David, do you have the data of the top line?

We don't. But we will certainly present the difference how these patients were classified or what was the category of each one of these patients classified as a culture-proven KOH-presumed or only symptomatic VVC. We will present that in the near future for sure.

Ladies and gentlemen, we have reached the end of today's question-and-answer session. I would like to turn this call back over to Dr. Marco Taglietti for closing remarks.

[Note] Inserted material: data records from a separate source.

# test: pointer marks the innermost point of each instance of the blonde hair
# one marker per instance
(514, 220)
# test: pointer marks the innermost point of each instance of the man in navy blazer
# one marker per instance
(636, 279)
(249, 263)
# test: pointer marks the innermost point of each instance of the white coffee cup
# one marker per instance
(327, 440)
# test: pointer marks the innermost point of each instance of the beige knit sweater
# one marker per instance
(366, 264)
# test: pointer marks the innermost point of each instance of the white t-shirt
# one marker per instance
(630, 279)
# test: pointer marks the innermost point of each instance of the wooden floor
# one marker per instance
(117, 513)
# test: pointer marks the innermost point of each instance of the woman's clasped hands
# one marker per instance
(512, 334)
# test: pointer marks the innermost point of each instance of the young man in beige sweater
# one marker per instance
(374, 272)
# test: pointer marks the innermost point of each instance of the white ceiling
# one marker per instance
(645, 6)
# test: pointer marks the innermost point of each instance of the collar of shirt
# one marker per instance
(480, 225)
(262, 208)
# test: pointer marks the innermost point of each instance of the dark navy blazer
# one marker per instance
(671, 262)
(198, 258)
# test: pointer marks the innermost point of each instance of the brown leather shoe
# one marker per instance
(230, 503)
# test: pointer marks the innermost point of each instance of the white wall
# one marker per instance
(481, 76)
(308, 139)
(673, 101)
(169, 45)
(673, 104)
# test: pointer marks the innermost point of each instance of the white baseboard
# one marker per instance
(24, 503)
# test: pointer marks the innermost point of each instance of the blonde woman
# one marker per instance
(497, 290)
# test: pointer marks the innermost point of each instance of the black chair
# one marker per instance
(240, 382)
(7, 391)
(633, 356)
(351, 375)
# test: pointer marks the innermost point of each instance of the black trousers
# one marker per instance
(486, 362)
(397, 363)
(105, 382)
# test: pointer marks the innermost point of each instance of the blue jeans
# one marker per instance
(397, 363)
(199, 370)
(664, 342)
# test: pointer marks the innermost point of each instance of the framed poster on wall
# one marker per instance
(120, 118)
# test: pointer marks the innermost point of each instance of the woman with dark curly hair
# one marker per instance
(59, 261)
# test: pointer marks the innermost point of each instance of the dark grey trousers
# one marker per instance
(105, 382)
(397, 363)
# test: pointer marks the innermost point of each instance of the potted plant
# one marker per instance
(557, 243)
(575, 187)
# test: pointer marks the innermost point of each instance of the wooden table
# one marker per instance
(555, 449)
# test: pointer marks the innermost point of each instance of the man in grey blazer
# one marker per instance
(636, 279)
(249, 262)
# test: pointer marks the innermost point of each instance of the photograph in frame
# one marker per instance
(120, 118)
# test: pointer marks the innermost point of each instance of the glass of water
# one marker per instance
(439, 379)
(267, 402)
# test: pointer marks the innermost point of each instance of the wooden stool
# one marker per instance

Thank you, operator, and thank you, everyone, for joining us this morning. We are truly so proud of our high-potential young brand and our team's continued execution. We are working in parallel to maximize the value of BREXAFEMME in the vulvovaginal franchise, and at the same time, expand utilization as we continue development in the hospital setting as a step-down therapy and in difficult-to-treat infections. Positive results such as the [indiscernible] we reported today give us further conviction in the value of ibrexafungerp as an asset that provides really something critical to patients, and will bring value to our shareholders. Our launch continues to progress. And by the way, we will provide a detailed update on our progress at next month's earnings calls. Thank you very much for your attention.

Thank you for joining us today. This concludes today's conference. You may disconnect your lines at this time.